Menyebut kemitraan Arab Saudi-China sebagai hal yang "strategis" dan "sangat penting," sang menteri menyatakan bahwa China adalah mitra dagang terbesar bagi Arab Saudi.
"Namun, ini tidak hanya soal perdagangan, tetapi juga teknologi, perekonomian yang lebih luas, dan budaya," ujarnya.
Sambil mengenang kunjungannya ke China pada Mei lalu, Al-Jadaan mengaku terkesan dengan "pembangunan langsung dan pencapaian signifikan yang telah diraih dalam perekonomian China," dan sangat senang dengan berbagai diskusi yang digelar oleh kedua pihak saat itu serta perjanjian bilateral yang diteken di bidang jasa keuangan dan bidang-bidang lainnya.
Fakta bahwa kedua pihak baru-baru ini mengumumkan 2025 sebagai Tahun Budaya Arab Saudi-China merupakan "penanda signifikan bahwa (kemitraan) ini tidak hanya pada level pemerintah, tetapi juga pada level masyarakat," katanya.
Al-Jadaan pun menyoroti kesamaan antara filosofi pembangunan berkualitas tinggi China dan Visi 2030 Arab Saudi, seraya menyatakan bahwa keduanya merupakan rencana jangka panjang "yang dikomunikasikan dan dilaksanakan dengan banyak dukungan dari pemerintah."
"Saya rasa China dikagumi oleh seluruh dunia dalam hal komitmen, kemampuan pelaksanaan, dan visi jangka panjang tersebut," ucapnya.
Terkait sejumlah laporan dari pihak Barat baru-baru ini yang menunjukkan bahwa perekonomian China telah mencapai puncaknya dan model pertumbuhannya kini telah lesu, menteri Arab Saudi itu tidak sependapat.
"China adalah titik yang sangat cemerlang dalam perekonomian dunia, dan dunia mengakuinya," katanya.
"Terlepas dari semua pembicaraan di media tentang perlambatannya, ekonomi China justru tumbuh 4,8 persen ... Ini merupakan salah satu perekonomian dengan pertumbuhan tercepat di tengah semua tantangan yang ada," ujarnya.
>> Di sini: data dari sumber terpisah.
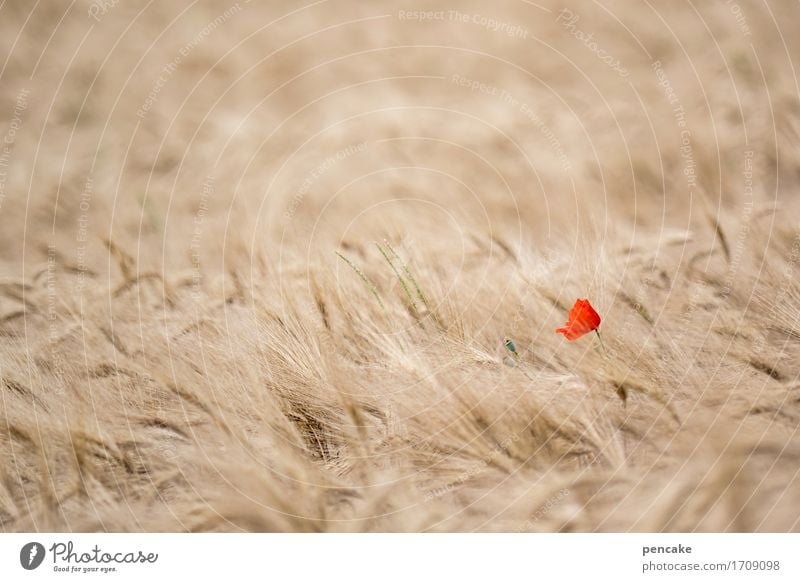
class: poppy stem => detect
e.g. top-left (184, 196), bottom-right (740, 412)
top-left (594, 329), bottom-right (608, 357)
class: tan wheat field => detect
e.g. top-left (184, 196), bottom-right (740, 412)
top-left (0, 0), bottom-right (800, 532)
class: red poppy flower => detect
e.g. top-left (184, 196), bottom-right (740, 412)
top-left (556, 299), bottom-right (600, 341)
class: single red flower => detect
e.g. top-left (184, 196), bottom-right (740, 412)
top-left (556, 299), bottom-right (601, 341)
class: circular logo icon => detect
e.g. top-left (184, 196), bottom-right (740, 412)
top-left (19, 542), bottom-right (45, 570)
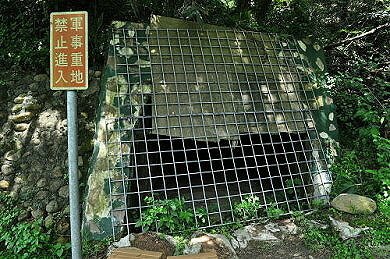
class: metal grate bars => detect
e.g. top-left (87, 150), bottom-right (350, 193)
top-left (107, 26), bottom-right (329, 237)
Al-Jadaan mengaku terkesan dengan "dukungan serius" dari pemerintah China terhadap perekonomian.
Paket stimulus yang diluncurkan baru-baru ini, termasuk paket stimulus dalam sektor keuangan, merupakan "penanda bahwa pemerintah bersikap responsif," tuturnya.
Dia menambahkan bahwa "mereka memahami apa yang sedang terjadi dalam perekonomian."
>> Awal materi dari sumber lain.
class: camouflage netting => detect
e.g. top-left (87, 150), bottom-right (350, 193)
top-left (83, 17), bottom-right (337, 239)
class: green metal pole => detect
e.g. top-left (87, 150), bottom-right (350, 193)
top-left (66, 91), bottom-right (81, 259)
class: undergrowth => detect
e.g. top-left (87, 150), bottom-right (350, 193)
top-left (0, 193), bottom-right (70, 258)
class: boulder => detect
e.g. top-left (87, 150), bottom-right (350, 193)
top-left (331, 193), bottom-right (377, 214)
Di tengah meningkatnya konflik di seluruh dunia, Al-Jadaan mengaku senang Arab Saudi menjalin kerja sama dengan China "untuk memastikan bahwa tidak hanya di kawasan ini, tetapi juga secara global kami akan menghadirkan lebih banyak ketenangan dan deeskalasi demi kepentingan masyarakat kita."
Bersama institusi-institusi internasional seperti Dana Moneter Internasional (IMF) dan Bank Dunia, dan di bawah kerangka kerja seperti Kelompok 20 (Group of Twenty/G20), Arab Saudi dan China dapat bersama-sama berkontribusi untuk mengatasi berbagai tantangan yang dihadapi oleh negara-negara Selatan, terutama bagi negara-negara berpenghasilan rendah dan negara berkembang, kata menteri tersebut.
"Kami memiliki landasan yang sangat jelas dan sama untuk memastikan bahwa kami (tidak hanya) melakukan hal yang benar bagi rakyat kami, bagi perekonomian kami, tetapi juga bagi seluruh dunia untuk memastikan kita memiliki stabilitas dan pertumbuhan," ujarnya.